Witch of the Waste: Standing up to the Witch of the Waste? That's pretty plucky.

Sophie: It's been nice meeting you, even if you are my least-favorite vegetable. Take care, Turnip Head.

Markl: [to Sophie] Quit telling lies to our customers.

Witch of the Waste: Oh, what a pretty fire. (Said multiple times, after she has been made old again.)

Madam Suliman: Let's finally put an end to this foolish war.

Howl: You're wearing that hat?

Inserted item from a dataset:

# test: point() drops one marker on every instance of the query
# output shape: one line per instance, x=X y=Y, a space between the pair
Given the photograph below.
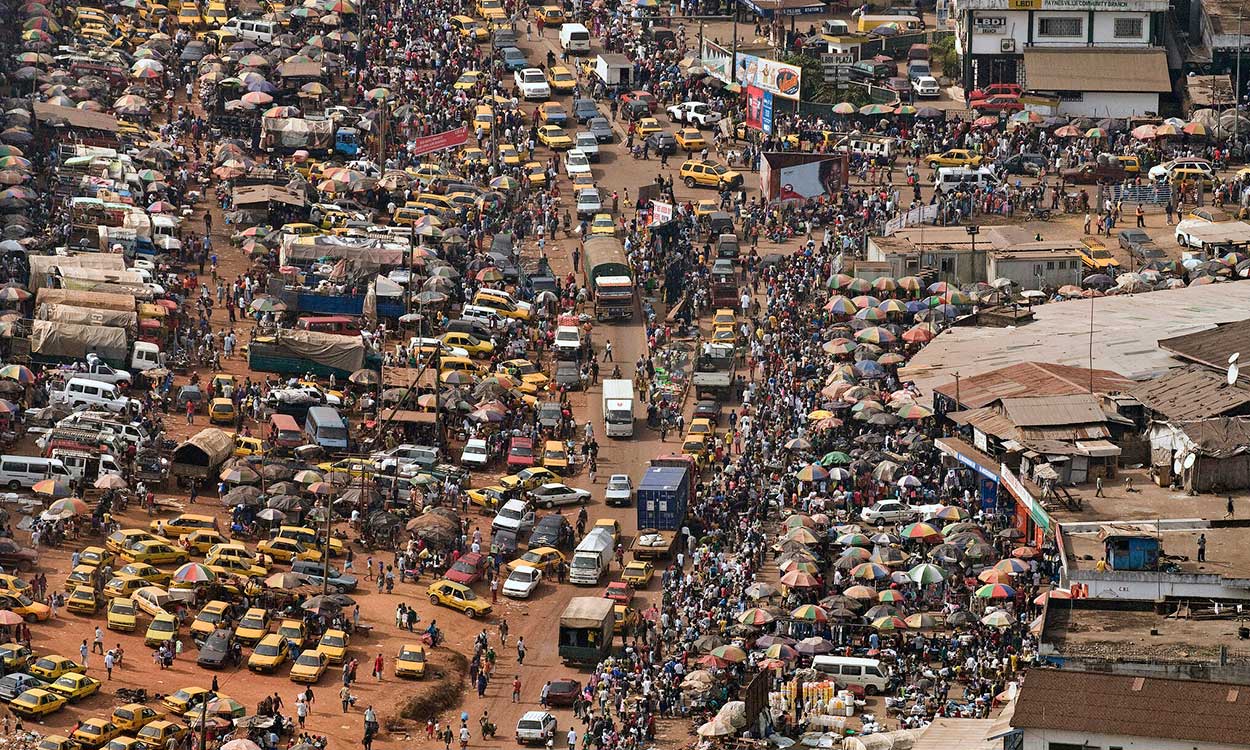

After all the magic I used to make your dress pretty?

[Howl sends Sophie out after promising to follow her in disguise and Sophie tries to spot him]

Sophie: I wonder what Howl will disguise himself as?

[She passes a group of pigeons on a statue.]

Sophie: No, couldn't be.

[A man with a glider plane with a giggling young woman flies overhead.]

Sophie: [looks at it wryly] That could be him.

Witch of the Waste: Better luck next time—your true love has fallen in love with someone else.

Markl: Move it, Grandma! Or you'll lose your nose!

Young Sophie: They say that the brightest spark burns best when circumstances are at their worst.
Calcifer: Yeah, but no one really believes that.

Witch of the Waste: What a tacky shop. I've never seen such tacky little hats, yet you are by far the tackiest thing in here.

Witch of the Waste: The best part about that spell, is that you can't tell anyone about it. Send my regards to Howl.

[Sophie pulls out a note from her pocket. It flutters out of her hand and lands on the table, and burns the markings of the note into the wood.]

Markl: Scorch Marks! Howl, can you read them?
Howl: I think so. [reading] "You who swallowed a falling star, o' heartless man, your heart shall soon belong to me." [pauses] This can't be good for the table.

[after Sophie puts a pan and bacon on Calcifer]

Calcifer: Here's another curse for you—may all your bacon burn!

Old Sophie: Are you the one moving this castle?
Calcifer: Of course I am! No one else does any work around here.

Calcifer: [to Sophie] You crazy lady with tongs!

Witch of the Waste: [to Sophie] You're in love. Don't deny it, you've been sighing all day.

[after Sophie gives part of her hair to Calcifer]

Young Sophie: Thanks, Calcifer!, You're fantastic!
Calcifer: Imagine what could I do with your eyes, or your heart!

Howl: Calcifer, you didn't have to come back.
Calcifer: Yeah, well, I kinda missed you guys, and it looks like it's gonna rain.
Young Sophie: I missed you, too, Cal. [kisses his cheek]
Calcifer: Wow!

[Howl comes running out of the bathroom, screaming. His hair is now orange.]

Howl: Sophie! You—You sabotaged me! Look! Look at what you've done to my hair! Look!
Old Sophie: What a pretty color.
Howl: It's hideous! You completely ruined my magic potions in the bathroom!
Old Sophie: I just organized things, Howl. Nothing's ruined.
Howl: Wrong! Wrong! I specifically ordered you not to get carried away! [tragically] Now I'm repulsive. [slumps into a chair] I can't live like this.

[Howl starts sobbing, his head in his hands.]

Old Sophie: Come on, it's not that bad.

[Howl's hair changes color to purple, then black.]

Old Sophie: [now a bit worried] You should look at it now. Its shade is even better.
Howl: [inconsolable] I give up. I see no point in living if I can't be beautiful.